I saw him now. At the back of the church, near the altar. Blue jeans, gray hoodie, baggy jean jacket with a lot of buttons on it. He gave me a wave. “You made it.”

“Where is everybody?”

“Funny story. Who were you talking to?”

“What?”

My dad started down the aisle. “Just now, you were talking to yourself.”

“Um, well, yeah. I was just talking to myself. Where is everybody?”
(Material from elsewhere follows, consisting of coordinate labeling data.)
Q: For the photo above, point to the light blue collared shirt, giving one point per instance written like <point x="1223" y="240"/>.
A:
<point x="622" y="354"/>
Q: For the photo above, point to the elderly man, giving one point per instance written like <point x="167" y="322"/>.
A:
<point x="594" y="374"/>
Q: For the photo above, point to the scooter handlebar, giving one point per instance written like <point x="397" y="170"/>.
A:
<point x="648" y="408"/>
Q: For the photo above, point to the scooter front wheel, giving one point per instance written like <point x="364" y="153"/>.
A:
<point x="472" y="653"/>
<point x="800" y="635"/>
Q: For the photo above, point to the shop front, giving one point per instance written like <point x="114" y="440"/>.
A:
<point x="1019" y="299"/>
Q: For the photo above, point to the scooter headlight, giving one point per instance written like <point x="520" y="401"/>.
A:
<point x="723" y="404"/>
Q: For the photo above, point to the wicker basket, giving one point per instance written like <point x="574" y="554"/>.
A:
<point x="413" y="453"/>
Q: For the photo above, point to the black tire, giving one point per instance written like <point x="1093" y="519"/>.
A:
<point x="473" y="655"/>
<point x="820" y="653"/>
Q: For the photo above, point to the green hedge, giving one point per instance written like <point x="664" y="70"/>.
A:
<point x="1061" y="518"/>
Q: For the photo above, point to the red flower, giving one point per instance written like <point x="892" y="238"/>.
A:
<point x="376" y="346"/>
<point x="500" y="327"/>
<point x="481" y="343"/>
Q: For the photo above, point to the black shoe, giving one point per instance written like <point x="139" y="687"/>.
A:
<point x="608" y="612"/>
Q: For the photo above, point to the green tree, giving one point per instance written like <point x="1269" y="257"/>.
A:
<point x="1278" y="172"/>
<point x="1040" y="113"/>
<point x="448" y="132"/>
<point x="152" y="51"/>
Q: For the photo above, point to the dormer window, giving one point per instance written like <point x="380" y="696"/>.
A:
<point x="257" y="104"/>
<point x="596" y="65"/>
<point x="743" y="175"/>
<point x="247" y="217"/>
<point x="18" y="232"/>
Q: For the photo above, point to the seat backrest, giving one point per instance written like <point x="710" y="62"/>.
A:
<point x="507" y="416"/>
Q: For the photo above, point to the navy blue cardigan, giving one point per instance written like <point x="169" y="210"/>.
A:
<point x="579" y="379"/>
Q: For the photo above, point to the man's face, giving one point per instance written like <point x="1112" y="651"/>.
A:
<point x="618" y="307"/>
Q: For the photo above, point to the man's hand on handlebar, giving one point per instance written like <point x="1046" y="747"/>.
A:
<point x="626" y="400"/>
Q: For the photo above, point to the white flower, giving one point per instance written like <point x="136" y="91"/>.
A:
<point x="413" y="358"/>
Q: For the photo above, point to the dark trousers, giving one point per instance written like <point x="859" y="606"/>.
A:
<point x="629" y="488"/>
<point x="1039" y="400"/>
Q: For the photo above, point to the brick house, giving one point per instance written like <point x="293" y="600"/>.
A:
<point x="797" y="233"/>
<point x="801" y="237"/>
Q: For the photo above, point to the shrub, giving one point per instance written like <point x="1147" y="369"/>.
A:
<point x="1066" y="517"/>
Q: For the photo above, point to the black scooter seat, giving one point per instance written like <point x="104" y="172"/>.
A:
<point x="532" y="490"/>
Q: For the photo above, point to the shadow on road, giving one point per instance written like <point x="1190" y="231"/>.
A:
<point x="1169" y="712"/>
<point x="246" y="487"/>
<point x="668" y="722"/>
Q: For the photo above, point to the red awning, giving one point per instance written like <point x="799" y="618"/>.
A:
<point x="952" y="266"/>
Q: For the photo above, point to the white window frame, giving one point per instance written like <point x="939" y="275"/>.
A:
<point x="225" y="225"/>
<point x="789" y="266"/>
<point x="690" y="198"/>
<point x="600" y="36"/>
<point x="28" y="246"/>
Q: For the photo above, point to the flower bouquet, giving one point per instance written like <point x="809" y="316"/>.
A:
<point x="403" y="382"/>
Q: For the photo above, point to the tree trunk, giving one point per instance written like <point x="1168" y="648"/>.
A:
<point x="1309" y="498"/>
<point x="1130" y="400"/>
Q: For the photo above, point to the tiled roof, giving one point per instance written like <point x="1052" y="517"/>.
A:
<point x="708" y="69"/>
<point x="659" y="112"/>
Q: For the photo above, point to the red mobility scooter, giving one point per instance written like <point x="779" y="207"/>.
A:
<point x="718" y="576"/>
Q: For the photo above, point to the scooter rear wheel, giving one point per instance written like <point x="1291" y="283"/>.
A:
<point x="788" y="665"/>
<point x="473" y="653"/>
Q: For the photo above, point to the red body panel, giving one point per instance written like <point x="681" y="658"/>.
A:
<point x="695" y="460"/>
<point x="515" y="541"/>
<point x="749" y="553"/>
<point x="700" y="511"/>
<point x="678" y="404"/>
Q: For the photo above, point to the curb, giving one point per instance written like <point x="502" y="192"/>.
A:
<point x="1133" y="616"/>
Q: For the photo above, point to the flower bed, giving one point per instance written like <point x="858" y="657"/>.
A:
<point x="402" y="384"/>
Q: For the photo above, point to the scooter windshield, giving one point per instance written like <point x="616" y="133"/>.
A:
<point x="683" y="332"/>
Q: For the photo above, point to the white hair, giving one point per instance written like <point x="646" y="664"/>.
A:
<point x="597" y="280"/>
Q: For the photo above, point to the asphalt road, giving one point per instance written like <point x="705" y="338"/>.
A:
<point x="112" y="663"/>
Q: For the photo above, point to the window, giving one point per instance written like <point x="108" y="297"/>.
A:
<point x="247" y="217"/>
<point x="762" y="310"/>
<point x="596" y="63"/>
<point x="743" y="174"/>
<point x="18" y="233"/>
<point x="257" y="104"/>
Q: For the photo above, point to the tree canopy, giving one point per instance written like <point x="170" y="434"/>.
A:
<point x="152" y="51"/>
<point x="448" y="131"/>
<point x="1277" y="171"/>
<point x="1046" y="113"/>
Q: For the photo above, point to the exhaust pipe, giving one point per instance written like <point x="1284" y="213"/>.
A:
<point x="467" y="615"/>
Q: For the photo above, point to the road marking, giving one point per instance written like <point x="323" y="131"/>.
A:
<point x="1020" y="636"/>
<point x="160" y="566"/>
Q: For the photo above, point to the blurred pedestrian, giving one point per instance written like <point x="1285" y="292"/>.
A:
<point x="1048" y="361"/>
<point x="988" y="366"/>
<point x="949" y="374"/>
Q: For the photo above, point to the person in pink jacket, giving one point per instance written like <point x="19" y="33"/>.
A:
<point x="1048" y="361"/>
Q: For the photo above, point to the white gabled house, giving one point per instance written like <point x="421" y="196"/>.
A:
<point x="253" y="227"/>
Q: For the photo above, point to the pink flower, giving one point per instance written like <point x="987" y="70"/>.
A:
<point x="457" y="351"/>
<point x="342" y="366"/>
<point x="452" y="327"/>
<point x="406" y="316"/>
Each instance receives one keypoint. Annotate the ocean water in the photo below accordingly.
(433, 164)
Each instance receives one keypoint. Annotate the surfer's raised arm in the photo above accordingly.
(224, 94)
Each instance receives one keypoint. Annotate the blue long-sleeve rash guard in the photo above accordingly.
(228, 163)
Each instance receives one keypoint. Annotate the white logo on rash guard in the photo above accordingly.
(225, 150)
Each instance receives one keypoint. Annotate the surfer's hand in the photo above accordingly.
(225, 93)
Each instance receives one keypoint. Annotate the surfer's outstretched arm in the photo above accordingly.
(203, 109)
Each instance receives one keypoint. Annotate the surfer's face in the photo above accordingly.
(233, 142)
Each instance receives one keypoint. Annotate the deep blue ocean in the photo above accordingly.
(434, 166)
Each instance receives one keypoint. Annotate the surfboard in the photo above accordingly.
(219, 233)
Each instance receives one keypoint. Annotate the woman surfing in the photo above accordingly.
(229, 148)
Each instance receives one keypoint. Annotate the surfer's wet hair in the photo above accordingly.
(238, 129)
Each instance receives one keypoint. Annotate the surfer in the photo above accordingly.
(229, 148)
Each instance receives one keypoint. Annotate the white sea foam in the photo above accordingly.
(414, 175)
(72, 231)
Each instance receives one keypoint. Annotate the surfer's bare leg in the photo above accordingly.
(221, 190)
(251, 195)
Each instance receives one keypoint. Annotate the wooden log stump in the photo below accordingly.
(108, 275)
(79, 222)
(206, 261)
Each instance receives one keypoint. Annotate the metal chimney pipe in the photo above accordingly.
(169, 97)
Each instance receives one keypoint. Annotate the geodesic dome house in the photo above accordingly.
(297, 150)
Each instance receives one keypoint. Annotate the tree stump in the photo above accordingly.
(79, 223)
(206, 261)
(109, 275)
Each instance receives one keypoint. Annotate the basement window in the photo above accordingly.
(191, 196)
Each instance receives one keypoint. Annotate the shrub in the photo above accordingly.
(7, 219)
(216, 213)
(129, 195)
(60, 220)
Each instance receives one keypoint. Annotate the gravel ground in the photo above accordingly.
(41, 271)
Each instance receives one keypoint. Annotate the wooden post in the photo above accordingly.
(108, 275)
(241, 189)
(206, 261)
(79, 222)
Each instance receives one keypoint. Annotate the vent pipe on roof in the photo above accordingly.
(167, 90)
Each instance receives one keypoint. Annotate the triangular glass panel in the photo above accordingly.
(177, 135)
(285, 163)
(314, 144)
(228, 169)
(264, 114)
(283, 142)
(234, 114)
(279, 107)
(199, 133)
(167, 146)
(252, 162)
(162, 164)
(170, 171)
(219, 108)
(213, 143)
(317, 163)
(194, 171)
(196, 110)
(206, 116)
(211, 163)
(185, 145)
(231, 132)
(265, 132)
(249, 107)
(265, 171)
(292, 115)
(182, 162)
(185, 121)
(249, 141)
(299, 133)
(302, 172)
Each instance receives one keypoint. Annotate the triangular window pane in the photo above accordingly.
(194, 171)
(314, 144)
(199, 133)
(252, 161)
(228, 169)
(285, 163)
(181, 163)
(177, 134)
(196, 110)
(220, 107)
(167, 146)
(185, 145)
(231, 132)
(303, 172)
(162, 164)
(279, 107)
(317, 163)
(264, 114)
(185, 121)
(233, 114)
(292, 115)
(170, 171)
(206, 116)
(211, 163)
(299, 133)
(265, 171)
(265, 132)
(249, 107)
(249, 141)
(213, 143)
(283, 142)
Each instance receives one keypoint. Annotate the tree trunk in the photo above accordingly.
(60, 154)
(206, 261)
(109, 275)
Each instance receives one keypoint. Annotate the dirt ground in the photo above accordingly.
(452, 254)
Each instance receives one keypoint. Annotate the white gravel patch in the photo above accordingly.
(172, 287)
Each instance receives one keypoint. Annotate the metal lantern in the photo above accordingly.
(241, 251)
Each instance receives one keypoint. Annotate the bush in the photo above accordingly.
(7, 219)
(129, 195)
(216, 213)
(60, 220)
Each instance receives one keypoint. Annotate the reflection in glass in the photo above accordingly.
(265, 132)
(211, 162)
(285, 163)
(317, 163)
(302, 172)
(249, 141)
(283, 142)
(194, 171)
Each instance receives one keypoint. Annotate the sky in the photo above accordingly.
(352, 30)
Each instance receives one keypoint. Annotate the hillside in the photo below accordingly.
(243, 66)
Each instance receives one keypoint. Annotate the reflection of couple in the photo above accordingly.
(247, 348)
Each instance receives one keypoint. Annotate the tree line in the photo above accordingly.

“Like I said. Funny story.”

I'll say this: a dad is a big thing. When you're little, you think he's a god. He
is
a god. But really he isn't. He's just a dude with a broken dream. In my dad's case, he wanted to be a drummer in a famous rock band. But that didn't happen. I think it
almost
did, but then it didn't. Then Mom left.

From my discussions with psychiatrists and counselors over the years, I've pretty confidently diagnosed my dad as your classic narcissistic Irish Catholic erratic-cycle semifunctioning alcoholic. I'm not saying he was the worst father in the world—certainly a better dad than my mom was a mom—but then again he wasn't the best, either. I mean, he could have been better, though from what I hear
his
dad wasn't exactly father of the year, either.

“Where is everyone?”

Dad scanned the pews like he was seeing it for the first time. “Yeah. Looks like it's just the two of us.”

“What about Evie? Where's she?”

“Sick. Caught a bad case of superpox.”

Pretty convenient if you ask me—catching a deadly infectious disease just in time to miss our grandpa's funeral. But Dad seemed to be buying it. Evie just has that power over him. Some kind of special father-daughter bond that remains a complete mystery to me.

He rubbed his eyes under his glasses. “You didn't stay at your sister's last night.”

“Nah.”

“You should've stayed at my place. I wanted to talk about some stuff. What happened? You were busy with other commitments?”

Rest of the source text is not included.